The Fiduciary Rule is not dead, but extremely sleepy
So many are celebrating the ruling against the Department of Labor’s (DOL’s) fiduciary rule in the Fifth Circuit without realizing what that really means. A Federal appeals court in New Orleans doesn’t have an impact outside the fifth circuit and we’re still likely to hear a Supreme Court case soon since we’ve had the 10th circuit uphold it.
While the Trump led DOL seems very intent on dismantling the rule one way or the other, help is on the way. The Securities & Exchange Commission seems intent on finalizing their own fiduciary rule, which may lead the DOL to amend the rule to have one consistent fiduciary rule out there.
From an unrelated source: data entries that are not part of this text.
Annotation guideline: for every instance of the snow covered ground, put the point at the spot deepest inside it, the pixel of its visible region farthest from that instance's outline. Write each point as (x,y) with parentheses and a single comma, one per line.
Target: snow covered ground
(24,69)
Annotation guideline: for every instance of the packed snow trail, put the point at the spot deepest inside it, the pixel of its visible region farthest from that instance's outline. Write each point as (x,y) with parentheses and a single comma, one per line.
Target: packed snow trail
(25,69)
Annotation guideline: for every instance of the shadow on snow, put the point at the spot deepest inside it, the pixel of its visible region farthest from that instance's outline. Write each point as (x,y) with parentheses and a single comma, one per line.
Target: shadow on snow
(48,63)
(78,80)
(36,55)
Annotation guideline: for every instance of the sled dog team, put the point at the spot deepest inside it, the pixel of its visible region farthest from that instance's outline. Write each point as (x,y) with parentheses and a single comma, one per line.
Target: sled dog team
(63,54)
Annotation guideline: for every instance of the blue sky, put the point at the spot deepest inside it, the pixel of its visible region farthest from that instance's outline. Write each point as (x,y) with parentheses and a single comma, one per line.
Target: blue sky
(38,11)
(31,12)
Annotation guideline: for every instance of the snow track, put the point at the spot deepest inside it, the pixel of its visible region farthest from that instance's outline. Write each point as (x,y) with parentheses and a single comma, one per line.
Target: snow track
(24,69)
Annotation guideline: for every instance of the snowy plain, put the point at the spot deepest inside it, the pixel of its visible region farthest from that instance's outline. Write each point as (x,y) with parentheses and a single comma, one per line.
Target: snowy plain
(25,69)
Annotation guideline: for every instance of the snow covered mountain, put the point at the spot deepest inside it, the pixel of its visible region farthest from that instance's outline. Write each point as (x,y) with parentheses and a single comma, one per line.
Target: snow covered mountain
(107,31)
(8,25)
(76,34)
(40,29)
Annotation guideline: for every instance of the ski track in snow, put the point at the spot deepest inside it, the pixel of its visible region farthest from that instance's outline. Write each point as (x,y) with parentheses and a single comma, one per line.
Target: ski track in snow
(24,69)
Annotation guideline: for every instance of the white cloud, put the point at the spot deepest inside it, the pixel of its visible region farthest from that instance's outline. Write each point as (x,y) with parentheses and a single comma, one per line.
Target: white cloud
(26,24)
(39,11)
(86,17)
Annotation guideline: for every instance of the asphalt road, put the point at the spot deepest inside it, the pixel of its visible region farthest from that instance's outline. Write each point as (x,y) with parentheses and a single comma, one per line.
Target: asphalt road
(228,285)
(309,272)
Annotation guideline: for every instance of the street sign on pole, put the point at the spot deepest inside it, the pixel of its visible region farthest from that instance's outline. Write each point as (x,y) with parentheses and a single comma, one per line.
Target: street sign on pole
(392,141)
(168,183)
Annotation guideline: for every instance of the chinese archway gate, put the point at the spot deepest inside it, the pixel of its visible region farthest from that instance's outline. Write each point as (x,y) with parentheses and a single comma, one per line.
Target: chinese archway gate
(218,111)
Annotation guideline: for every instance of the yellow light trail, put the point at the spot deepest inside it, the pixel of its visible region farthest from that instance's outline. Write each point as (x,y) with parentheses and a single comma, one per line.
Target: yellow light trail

In addition, despite the claims of the Chamber of Commerce that the rule will increase the cost of advisory services, I believe that the marketplace is going to increasingly want retirement plan advisors who serve in a fiduciary capacity. After all the cost and time sent on trying to comply with the rule, brokers can’t try to reverse time and tell their clients that they have no interest in serving in a fiduciary capacity. The ship has sailed and I think that even if the DOL or the Courts filet this rule like a butcher would, another, a stronger fiduciary rule is going to come down the road.
So while the fiduciary rule may be a little sleepy, it’s still got some life to it.